D’après Denis Peschanski, historien au CNRS, les convictions politiques de Missak Manouchian se construisent “avec les références du pays qui l’accueille, c’est-à-dire les références à la Révolution française, aux Lumières, qui vont le marquer tout au long de son engagement, jusqu’à sa mort”.

À partir de 1934, cet engagement se développe au sein du parti communiste français et du comité de secours pour l’Arménie. “Il a été, manifestement, très rapidement sensible au danger fasciste, nazi. Son premier vrai engagement politique est de 1934-1935, au moment où se fait une mobilisation antifasciste après l’accession au pouvoir d’Hitler, sachant qu’il y avait déjà Mussolini en Italie depuis les années 20. À partir de là, il s'engage dans la cause de l’immigration arménienne”, nous précise l’historien.

Manouchian soutient aussi les républicains espagnols et dirige un journal hebdomadaire, le Zangou, rédigé en arménien. Il s’engage particulièrement dans la Main d'œuvre immigrée (MOI), un organe syndical du PCF servant de vecteur d’intégration face à la xénophobie des années 1930.

Soldat puis acteur majeur de la Résistance

Au début de la guerre, il est mobilisé jusqu’à la défaite de la France. Durant l’occupation allemande, il rentre dans la lutte clandestine avec ses camarades de la MOI. Il rejoint le groupe de lutte armée d’un autre mouvement du PCF, les francs-tireurs partisans, devenant ainsi la FTP - MOI parisienne, qui se fera appeler le groupe Manouchian. En 1943, plusieurs dizaines d’attentats sont orchestrés par le groupe.

Leur résistance entraîne une véritable traque par la police française.
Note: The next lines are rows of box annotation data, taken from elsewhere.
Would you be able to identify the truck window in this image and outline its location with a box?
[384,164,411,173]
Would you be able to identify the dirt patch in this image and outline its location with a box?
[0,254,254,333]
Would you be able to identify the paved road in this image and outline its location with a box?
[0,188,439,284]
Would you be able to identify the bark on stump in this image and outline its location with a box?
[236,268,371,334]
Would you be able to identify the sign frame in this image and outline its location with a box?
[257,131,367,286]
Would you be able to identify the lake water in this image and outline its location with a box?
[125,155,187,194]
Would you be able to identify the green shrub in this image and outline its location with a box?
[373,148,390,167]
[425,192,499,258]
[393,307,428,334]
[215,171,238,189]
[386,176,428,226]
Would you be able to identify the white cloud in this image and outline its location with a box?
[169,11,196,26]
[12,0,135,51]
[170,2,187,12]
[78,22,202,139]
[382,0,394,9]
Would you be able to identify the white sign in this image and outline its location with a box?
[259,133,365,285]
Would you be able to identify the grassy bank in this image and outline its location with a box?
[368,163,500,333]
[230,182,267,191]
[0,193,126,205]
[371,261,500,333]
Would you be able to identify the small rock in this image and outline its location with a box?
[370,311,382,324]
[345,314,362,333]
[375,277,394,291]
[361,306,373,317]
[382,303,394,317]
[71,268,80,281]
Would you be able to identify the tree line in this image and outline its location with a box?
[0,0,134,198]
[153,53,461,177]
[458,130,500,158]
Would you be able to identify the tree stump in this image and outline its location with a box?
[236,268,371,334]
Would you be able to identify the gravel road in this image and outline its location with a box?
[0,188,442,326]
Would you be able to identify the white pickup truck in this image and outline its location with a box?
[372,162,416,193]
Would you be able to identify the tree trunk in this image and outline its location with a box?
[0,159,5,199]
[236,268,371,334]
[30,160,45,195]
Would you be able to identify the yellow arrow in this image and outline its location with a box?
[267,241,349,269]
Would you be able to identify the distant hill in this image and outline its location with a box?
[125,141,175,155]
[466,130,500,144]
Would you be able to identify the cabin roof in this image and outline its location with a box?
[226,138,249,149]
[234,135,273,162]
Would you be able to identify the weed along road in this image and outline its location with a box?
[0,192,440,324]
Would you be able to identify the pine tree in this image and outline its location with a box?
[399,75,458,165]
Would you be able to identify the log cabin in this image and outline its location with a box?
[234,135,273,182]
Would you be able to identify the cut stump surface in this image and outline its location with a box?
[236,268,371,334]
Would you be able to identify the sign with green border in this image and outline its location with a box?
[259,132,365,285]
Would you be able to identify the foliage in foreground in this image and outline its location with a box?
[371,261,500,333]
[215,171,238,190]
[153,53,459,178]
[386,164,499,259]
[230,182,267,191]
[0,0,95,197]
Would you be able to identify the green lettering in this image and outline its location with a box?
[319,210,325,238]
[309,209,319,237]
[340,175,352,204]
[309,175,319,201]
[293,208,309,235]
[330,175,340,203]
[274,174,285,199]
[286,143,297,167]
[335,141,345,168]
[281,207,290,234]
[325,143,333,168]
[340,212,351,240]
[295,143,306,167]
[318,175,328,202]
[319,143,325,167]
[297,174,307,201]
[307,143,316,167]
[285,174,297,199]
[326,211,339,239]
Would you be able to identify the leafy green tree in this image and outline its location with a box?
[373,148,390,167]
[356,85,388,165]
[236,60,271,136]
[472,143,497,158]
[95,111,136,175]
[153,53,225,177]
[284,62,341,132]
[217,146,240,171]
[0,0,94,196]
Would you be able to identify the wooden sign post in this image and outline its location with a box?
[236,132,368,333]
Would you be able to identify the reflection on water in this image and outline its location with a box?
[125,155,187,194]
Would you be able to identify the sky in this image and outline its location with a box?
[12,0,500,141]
Une filature méticuleusement organisée se solde par l’arrestation de Missak et d’autres membres du groupe en novembre 1943. Manouchian et 21 d’entre eux sont torturés, aucun ne parle afin de protéger leurs camarades, parmi lesquels Mélinée Manouchian, l'épouse de Missak.

Ils sont fusillés le 21 février 1944 au Mont-Valérien, une colline où sont exécutés plus d’un millier de résistants et otages pendant l’occupation. S'ensuit une campagne de propagande orchestrée par les nazis, discréditant le groupe. Des tracts soulignant leur statut d’étrangers ou de juifs sont distribués. Puis une affiche rouge les qualifiant d’"armée du crime" est placardée dans les rues. Manouchian, lui, est présenté comme le chef de bande des terroristes étrangers.

Mais comme l’explique Denis Peschanski, l’affiche n’a pas l’effet escompté. “Dans les faits, tous les rapports de police, les rapports du préfet, les rapports des renseignements généraux en particulier, nous montrent que, finalement, ça s’inverse. Ils ont voulu faire de ces combattants des terroristes, ils en ont fait des héros. Ils les ont présentés comme le fer de lance de la Résistance.”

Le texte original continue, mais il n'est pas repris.